Zubaidi, 2000 (dalam Sukidin, 2008) mengemukakan lima kendala yang dihadapi
guru dalam melaksanakan kegiatan karya tulis, khususnya PTK: (1) lemahnya
pemahaman konsep dan prinsip-prinsip PTK, (2) kurang adanya program dan
anggaran dari pihak-pihak yang terkait untuk melaksanakan PTK bagi para guru, (3)
belum membudayanya reflecting thinking melalui portfolio, (4) tidak adanya
pembimbing penelitian di sekolah, dan (5) mentalitas suka pada kemapanan daripada
mengikuti perkembangan (keluhan tidak memiliki waktu, menambah beban,
lingkungan tidak mendukung, tidak ada dana, dsb.)

Penutup
Menjadi guru sejati pada hakikatnya sama dengan menjalankan tugas guru
secara utuh dan sebaik-baiknya. Dapat juga hal itu dianalogikan dengan berupaya
menjadi ”embun penyejuk” sekaligus menjadi ”pelita dalam kegelapan”. Untuk
menjadi embun, guru haruslah bangga dan mensyukuri profesinya, bersikap ramah
pada siswa, penyabar, penuh perhatian, dan murah pujian. Untuk menjadi ”pelita
dalam kegelapan”, seorang guru haruslah cerdas, kreatif dalam merancang dan
melaksanakan pembelajaran yang menyenangkan. Langkah selanjutnya, untuk
menjadi guru profesional, seorang guru dituntut untuk mau dan mampu menulis.
Luangkan waktu, belajarlah tanpa batas waktu, lawan kemalasan, dan pantang
menyerah!
Jadilah guru sejati dengan sikap yang mampu menyejukkan anak didik. Jadilah
guru sejati yang mampu mengelola berbagai kelebihan dan kekurangan yang dimiliki
anak didik dengan berbagai kreativitas dan inovasi dalam pembelajaran. Ingat, jika
anak didik sukses meraih masa depan, itu adalah sebagian dari kesuksesan guru
dalam mengajar.
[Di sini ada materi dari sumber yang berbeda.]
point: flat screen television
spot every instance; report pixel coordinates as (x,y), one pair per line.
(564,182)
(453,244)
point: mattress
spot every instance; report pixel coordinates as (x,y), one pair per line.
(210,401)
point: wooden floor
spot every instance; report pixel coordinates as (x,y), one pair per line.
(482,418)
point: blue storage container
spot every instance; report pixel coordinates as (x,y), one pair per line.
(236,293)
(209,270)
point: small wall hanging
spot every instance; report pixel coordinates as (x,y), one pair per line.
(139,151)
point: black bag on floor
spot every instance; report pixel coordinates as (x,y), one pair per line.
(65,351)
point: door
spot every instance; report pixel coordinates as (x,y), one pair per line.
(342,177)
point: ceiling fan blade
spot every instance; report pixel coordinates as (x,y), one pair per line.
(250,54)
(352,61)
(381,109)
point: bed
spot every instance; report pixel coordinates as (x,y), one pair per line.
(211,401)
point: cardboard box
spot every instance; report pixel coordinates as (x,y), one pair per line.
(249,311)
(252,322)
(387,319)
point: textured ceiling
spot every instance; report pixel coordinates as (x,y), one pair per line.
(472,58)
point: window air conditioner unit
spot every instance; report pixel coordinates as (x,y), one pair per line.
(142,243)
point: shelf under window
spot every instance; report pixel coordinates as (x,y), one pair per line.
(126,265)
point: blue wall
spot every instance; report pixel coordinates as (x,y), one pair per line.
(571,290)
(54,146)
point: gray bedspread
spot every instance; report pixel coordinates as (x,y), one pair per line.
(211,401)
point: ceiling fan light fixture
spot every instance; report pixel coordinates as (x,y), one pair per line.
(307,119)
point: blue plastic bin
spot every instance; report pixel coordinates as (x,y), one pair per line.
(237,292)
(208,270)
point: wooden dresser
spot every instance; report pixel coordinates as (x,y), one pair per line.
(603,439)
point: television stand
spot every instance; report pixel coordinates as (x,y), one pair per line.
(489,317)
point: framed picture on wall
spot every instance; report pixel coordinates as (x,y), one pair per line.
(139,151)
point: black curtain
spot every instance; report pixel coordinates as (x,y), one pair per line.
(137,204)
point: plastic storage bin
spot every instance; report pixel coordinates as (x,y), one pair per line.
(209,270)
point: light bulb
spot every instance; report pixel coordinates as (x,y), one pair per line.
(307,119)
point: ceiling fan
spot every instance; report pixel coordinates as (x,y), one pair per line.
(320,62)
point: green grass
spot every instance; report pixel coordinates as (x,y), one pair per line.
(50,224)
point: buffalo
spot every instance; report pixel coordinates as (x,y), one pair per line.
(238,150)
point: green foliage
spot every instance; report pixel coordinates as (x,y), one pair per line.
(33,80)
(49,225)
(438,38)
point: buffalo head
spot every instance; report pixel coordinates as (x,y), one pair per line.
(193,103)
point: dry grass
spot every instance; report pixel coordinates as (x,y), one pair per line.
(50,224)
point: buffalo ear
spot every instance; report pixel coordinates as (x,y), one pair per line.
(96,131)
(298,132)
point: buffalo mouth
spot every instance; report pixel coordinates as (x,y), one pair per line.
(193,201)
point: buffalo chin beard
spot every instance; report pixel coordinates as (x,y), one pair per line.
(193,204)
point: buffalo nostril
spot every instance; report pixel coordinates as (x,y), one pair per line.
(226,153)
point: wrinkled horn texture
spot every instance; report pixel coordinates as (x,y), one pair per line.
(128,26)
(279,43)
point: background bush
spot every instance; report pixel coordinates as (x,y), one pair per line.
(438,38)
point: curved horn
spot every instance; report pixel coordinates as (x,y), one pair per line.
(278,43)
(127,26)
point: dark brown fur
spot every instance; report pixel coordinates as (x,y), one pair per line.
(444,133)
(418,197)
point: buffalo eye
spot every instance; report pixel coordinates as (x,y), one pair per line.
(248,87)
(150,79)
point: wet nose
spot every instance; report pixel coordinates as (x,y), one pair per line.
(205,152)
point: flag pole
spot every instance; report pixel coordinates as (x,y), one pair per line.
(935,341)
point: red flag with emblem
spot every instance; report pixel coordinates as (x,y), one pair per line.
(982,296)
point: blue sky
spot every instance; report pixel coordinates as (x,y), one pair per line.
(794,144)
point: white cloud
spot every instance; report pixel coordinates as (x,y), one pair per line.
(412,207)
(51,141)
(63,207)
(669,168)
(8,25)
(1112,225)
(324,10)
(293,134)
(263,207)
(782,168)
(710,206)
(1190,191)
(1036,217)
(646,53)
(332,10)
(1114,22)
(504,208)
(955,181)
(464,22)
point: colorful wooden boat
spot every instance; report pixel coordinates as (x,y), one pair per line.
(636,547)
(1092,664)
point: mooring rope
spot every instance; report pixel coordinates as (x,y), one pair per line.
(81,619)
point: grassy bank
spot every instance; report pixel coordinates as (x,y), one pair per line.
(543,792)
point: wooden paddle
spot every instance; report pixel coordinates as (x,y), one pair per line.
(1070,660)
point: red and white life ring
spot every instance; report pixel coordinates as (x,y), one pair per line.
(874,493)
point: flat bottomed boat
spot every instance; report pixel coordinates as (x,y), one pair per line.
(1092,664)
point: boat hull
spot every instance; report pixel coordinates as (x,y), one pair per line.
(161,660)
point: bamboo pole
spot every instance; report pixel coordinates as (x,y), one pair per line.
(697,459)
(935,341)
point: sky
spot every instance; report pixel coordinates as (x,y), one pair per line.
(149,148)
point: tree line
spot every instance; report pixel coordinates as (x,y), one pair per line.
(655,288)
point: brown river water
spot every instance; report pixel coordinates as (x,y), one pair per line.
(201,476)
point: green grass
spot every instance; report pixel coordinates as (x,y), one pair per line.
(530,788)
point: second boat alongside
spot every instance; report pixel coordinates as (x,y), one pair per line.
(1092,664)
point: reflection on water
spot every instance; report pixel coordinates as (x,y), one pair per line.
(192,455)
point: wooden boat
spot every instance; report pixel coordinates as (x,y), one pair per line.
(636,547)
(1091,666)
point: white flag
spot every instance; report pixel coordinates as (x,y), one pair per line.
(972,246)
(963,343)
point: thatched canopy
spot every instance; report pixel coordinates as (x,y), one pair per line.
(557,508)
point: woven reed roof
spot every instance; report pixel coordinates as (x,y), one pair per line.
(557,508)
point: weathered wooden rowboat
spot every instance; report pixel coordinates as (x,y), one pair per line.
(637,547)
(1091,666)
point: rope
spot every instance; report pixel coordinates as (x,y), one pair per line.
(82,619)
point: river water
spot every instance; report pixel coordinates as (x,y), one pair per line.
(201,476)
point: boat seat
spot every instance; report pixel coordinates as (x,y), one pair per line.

Sebaliknya, jika anak didik gagal dalam meraih cita-citanya, itu juga
sebagian dari kegagalan guru dalam mengajar.

DAFTAR PUSTAKA

DePorter, Bobbi & Hernacki, Mike. (1999). Quantum Learning. Diterjemahkan oleh Alwiyah
Abdurrahman, Bandung: Kaifa.
Hernowo. 2007. Menjadi Guru yang Mau dan Mampu Mengajar secara Kreatif . Bandung: LMC
http://www.psb-psma.org diakses tanggal 25 Maret 2011.
Mendiknas. 2007. Permendiknas No 14 tahun 2007
Mendiknas. 2007. Permendiknas Nomor 41 Tahun 2007 tentang Standar Proses
Muhammad Furqon Hidayatullah. 2009. Guru Sejati: Membangun Insan Berkarakter Kuat dan
Cerdas. Surakarta: Yuma Pustaka.
Rustamaji. 2002. Guru yang Menggairahkan. Yogyakarta: Gama Media.
Sukidin dkk. 2008. Manajemen Penelitian Tindakan Kelas. Jakarta: Insan Cendekia.
Zamroni. 2003. Paradigma Pendidikan Masa Depan. Yogyakarta: BIGRAF Publishing.